Weak Cong-JD(S) chemistry paves the way for BJP in old Mysore region

May 23, 2019 04:39 pm | Updated 11:46 pm IST - MYSURU

BJP activists began celebrating just as the advanced trends indicated the victory of their candidate Umesh Jadhav against Congress veteran M. Mallikarjun Kharge in Kalaburagi Lok Sabha segment on May 23, 2019

BJP activists began celebrating just as the advanced trends indicated the victory of their candidate Umesh Jadhav against Congress veteran M. Mallikarjun Kharge in Kalaburagi Lok Sabha segment on May 23, 2019

The saffron surge in Karnataka did not spare even the traditional strongholds of coalition partners Congress and Janata Dal (Secular) in Old Mysore region, leaving the alliance virtually in tatters.

The triumph of BJP in many parts of Old Mysore region has served to expose the chinks in the electoral partnership between Congress and JD(S).
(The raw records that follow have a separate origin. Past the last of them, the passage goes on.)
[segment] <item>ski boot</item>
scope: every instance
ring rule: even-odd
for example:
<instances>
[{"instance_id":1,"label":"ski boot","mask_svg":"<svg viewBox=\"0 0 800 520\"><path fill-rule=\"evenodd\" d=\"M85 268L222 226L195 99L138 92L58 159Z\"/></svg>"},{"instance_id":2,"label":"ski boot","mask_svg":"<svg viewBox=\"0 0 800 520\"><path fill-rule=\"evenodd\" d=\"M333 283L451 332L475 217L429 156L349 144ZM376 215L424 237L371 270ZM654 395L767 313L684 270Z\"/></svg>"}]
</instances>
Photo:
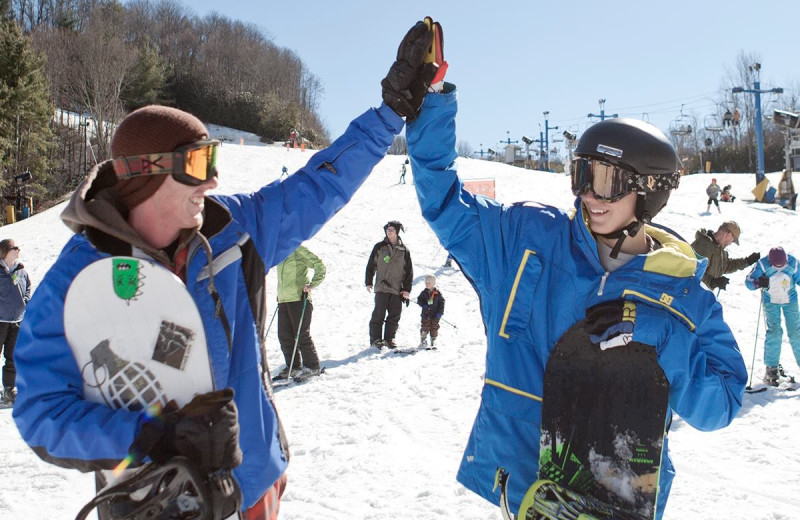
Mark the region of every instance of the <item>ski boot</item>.
<instances>
[{"instance_id":1,"label":"ski boot","mask_svg":"<svg viewBox=\"0 0 800 520\"><path fill-rule=\"evenodd\" d=\"M295 377L299 373L299 368L293 368L291 377ZM273 381L286 381L287 379L289 379L289 367L283 367L283 370L278 372L278 375L272 378Z\"/></svg>"},{"instance_id":2,"label":"ski boot","mask_svg":"<svg viewBox=\"0 0 800 520\"><path fill-rule=\"evenodd\" d=\"M308 381L312 377L317 377L321 373L322 369L320 368L303 367L303 370L301 370L296 376L294 376L294 380L297 383L302 383L303 381Z\"/></svg>"},{"instance_id":3,"label":"ski boot","mask_svg":"<svg viewBox=\"0 0 800 520\"><path fill-rule=\"evenodd\" d=\"M387 343L382 339L376 339L375 341L369 344L370 347L375 347L378 350L381 350L386 345Z\"/></svg>"},{"instance_id":4,"label":"ski boot","mask_svg":"<svg viewBox=\"0 0 800 520\"><path fill-rule=\"evenodd\" d=\"M778 377L780 377L778 367L767 367L764 372L764 383L769 386L778 386Z\"/></svg>"},{"instance_id":5,"label":"ski boot","mask_svg":"<svg viewBox=\"0 0 800 520\"><path fill-rule=\"evenodd\" d=\"M8 404L14 404L14 401L17 400L17 389L13 386L7 386L3 388L3 395L2 401Z\"/></svg>"},{"instance_id":6,"label":"ski boot","mask_svg":"<svg viewBox=\"0 0 800 520\"><path fill-rule=\"evenodd\" d=\"M417 346L418 349L425 349L428 347L428 333L421 332L419 334L419 345Z\"/></svg>"}]
</instances>

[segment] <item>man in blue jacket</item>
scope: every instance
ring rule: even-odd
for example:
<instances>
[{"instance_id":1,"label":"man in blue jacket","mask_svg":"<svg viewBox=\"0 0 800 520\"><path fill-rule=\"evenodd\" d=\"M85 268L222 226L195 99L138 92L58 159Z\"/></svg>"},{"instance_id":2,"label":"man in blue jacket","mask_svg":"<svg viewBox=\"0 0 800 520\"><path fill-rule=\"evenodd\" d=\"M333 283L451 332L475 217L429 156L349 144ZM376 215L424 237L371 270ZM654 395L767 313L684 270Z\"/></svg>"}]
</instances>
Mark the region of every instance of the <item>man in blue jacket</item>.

The rout of the alliance despite forging a seat sharing arrangement has raised questions over the chemistry between the two parties.

After fighting each other in elections bitterly for decades, the Congress and JD (S) joined hands after last year’s Assembly polls to not only form a coalition Government, but to fight the Lok Sabha polls jointly against the “communal” BJP.

The semblance of camaraderie between the leaders of the two parties at the State level - notwithstanding the potshots their leaders took at each other at frequent intervals - apparently failed to percolate to the grass root level.

The mutual animosities between the supporters of the two parties were so strong that many did not think twice before voting for the rival BJP instead of supporting the coalition candidate; a Congress leader claimed recalling the admission by JD (S) leader G.T. Deve Gowda that JD (S) supporters had voted for BJP in Mysuru Lok Sabha constituency.

A few Congress leaders even attributed absence of political strategy for the common good of the coalition partners while sharing seats for the Lok Sabha elections. “Sharing of seats was marred by confusion. The leaders did not assess the mood of the supporters of the two parties before announcing the candidate, which led to the acrimony spilling out in public”, said Karnataka Pradesh Congress Committee (KPCC) spokesperson H.A. Venkatesh.

“Factors like caste and winnability were also given a go-by in many constituencies. Personal egos of senior leaders were taken into consideration”, said another Congress leader, speaking on condition of anonymity.

The internecine conflicts between coalition partners provided a fertile ground for an upbeat BJP, riding a pro-Modi wave, to put up its best-ever performance in the Old Mysore region. The saffron party, which till recently was ending up as an also-ran in the contests primarily involving Congress and JD (S), has now been successful in making a near complete sweep in the old Mysore region.

Apart from triumphing in the three seats it held in Bengaluru and one in Mysuru, the BJP expanded its winning streak to Tumkur, Chikkaballapura and Kolar, humbling veteran leaders like former Prime Minister H.D. Deve Gowda, former Chief Minister M. Veerappa Moily and former Union Minister K.H. Muniyappa respectively.

Former Union Minister V. Srinivas Prasad, who suffered a humiliating debacle in the by-elections to the Assembly from Nanjangud in 2017, managed to win from Chamarajanagar Lok Sabha constituency as the BJP candidate, defeating R. Dhruvanarayan of the Congress.

Rubbing salt into the wounds of the JD (S) was the victory of BJP-supported Sumalatha Ambarish against Chief Minister H D Kumaraswamy’s son Nikhil Kumaraswamy in a high-profile electoral battle in Mandya Lok Sabha constituency.

Defying the pro-BJP wave not only in old Mysore region but in the rest of the State were D.K. Suresh of the Congress in Bengaluru Rural and Prajwal Revanna of the JD (S) in Hassan.

Meanwhile, Congress leader Venkatesh blamed the media for playing a highly partisan role in the run-up to the elections, propagating the BJP in the minds of the public, which gave saffron party an edge. “The media was not neutral”, he lamented.